Avanzaron por un alargado pasillo en pendiente, lo suficientemente ancho para que pasara una barrica, y desembocaron en una amplia habitación donde la temperatura reinante era más benigna. Docenas de toneles en hileras recubrían los muros.

—Ya estamos en los subterráneos. Los calabozos tienen que quedar arriba o abajo.

El hombre lobo descubrió una puerta baja, atrancada solo con un madero; la abrió. Un sofocante olor a humedad le oprimió la garganta. Sintiendo una repentina desconfianza, preguntó:

—¿Lo que me habéis contado no será una engañifa, no? Este tipo es un mal bicho, una basura, ¿no? Igual que la mujer, la Anne esa.

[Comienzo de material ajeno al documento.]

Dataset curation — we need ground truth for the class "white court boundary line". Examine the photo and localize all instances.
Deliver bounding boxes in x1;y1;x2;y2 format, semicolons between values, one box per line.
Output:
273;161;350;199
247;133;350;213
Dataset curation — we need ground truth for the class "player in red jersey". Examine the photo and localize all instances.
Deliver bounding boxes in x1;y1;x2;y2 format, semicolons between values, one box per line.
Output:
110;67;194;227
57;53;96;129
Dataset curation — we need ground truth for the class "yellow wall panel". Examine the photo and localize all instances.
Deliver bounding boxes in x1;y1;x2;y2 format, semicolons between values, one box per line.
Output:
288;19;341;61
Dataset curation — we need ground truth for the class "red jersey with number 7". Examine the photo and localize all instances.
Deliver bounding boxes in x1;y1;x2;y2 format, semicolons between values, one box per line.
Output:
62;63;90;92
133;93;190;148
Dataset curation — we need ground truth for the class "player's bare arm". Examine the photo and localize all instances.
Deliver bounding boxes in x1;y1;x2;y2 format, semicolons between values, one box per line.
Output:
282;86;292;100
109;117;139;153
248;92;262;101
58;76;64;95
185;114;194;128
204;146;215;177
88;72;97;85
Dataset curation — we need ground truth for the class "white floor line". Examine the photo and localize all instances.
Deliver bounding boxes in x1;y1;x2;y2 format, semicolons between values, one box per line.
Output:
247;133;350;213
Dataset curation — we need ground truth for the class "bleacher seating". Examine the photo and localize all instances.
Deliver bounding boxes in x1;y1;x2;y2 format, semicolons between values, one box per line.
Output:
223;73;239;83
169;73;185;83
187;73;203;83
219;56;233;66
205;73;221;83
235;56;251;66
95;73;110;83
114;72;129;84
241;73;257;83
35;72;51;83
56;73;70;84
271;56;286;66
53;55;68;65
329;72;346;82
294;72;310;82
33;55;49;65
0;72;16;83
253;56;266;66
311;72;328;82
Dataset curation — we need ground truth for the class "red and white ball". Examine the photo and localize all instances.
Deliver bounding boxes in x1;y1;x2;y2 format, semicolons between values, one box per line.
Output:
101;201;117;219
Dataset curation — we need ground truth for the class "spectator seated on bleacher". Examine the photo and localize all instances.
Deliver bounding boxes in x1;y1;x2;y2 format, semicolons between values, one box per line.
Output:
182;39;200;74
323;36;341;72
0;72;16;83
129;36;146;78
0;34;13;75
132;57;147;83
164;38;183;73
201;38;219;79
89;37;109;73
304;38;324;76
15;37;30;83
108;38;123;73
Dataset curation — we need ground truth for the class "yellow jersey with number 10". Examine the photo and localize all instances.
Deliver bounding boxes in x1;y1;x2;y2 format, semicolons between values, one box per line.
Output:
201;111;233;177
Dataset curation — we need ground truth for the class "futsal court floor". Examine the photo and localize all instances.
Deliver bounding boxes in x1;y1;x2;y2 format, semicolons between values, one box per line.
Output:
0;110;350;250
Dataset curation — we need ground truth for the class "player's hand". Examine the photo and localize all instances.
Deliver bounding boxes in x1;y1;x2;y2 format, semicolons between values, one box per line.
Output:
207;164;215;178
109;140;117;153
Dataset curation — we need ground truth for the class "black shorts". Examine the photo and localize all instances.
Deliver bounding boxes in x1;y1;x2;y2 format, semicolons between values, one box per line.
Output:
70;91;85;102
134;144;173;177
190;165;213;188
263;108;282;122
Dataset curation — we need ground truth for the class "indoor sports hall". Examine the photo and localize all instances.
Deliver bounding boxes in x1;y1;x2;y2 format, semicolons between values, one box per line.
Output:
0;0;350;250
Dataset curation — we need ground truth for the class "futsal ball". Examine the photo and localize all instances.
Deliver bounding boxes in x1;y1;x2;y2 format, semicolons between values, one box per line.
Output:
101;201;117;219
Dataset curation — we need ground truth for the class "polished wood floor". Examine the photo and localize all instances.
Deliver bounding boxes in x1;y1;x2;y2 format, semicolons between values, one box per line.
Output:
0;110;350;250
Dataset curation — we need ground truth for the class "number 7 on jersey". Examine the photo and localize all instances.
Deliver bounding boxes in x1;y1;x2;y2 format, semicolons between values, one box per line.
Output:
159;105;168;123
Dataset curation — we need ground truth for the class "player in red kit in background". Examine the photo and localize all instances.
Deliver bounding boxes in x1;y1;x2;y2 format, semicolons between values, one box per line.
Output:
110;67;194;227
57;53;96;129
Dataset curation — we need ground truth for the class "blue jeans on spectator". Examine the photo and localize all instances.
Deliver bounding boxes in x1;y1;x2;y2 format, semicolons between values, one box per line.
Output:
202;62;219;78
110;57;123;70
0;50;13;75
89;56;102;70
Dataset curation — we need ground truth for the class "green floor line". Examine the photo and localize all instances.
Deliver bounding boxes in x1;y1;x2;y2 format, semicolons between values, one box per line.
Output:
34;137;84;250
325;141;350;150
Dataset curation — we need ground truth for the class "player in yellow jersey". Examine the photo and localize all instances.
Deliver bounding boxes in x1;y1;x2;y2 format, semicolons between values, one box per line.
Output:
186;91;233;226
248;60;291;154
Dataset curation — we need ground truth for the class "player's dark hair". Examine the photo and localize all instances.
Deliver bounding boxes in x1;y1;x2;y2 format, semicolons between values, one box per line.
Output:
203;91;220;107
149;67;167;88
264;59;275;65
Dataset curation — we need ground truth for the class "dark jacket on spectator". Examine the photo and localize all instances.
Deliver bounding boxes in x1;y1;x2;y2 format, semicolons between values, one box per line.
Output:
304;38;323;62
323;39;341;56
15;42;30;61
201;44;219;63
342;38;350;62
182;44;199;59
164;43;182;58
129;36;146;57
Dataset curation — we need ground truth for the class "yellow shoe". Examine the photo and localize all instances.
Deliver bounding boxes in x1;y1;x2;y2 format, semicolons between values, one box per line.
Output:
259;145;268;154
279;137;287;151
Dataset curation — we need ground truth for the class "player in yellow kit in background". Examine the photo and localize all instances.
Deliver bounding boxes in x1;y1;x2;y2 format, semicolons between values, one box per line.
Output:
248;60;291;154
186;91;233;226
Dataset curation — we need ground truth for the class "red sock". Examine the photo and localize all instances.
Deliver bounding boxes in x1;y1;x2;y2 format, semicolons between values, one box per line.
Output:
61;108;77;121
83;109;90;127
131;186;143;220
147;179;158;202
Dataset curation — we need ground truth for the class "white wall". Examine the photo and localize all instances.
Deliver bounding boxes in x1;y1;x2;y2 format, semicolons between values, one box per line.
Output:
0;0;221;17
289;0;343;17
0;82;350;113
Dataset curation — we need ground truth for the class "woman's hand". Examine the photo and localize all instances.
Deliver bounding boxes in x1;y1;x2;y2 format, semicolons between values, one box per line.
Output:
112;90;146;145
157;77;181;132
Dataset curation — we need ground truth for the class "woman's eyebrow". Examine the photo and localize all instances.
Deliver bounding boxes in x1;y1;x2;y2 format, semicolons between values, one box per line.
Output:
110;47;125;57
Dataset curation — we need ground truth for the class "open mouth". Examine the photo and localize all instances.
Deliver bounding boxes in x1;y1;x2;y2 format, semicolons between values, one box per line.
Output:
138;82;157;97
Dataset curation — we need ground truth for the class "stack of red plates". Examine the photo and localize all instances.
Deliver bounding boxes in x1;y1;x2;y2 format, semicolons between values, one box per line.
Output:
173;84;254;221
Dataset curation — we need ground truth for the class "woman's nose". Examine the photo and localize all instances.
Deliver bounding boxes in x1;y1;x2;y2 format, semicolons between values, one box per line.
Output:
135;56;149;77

—De una execrable maldad, como os comenté. Nunca cometo perjurio. No dudó en entregar la vida de un joven adolescente, su hijo espiritual. Un inocente que jamás hizo mal a nadie. La mujer, sin embargo, es mucho peor, más poderosa. Mucho más.

—¿Por vuestra alma?

—¡Si en verdad tuviera una que mereciera la pena empeñar! Mejor por mi honor, saldrás mejor parado.

—¿Por vuestro honor, entonces?

—¡Por mi honor!

Urdin lo precedía por la escalera de caracol. Una capa de moho resbaladizo tapizaba los peldaños de piedra, prueba de que el lugar no era muy frecuentado.

El caballero murmuró:

—¿Sabes si mi viejo enemigo, el señor de Villanueva, está todavía aquí? Me inclino a pensar que así es: huelo su presencia.

Urdin susurró con indiferencia:

—Ni idea. Lo que sí sé es que vi las huellas de un caballo en la nieve, en una sola dirección, la que lleva a Dame-Marie.

Solo tenía el cerrojo echado una de las puertas claveteadas que se alineaban a lo largo del pasillo. Urdin la abrió sin dificultad.

El hermano Henri se incorporó de un respingo en el jergón. Miró a ojos cegarritas, intentando identificar las dos siluetas que se aproximaban. Una sonrisilla de satisfacción estiró sus labios consumidos; sus mofletes flácidos vibraron complacientes. No lo había dudado ni por un segundo. El caballero negro no podía dejarlo en manos de la Inquisición. Precisaba sus conocimientos.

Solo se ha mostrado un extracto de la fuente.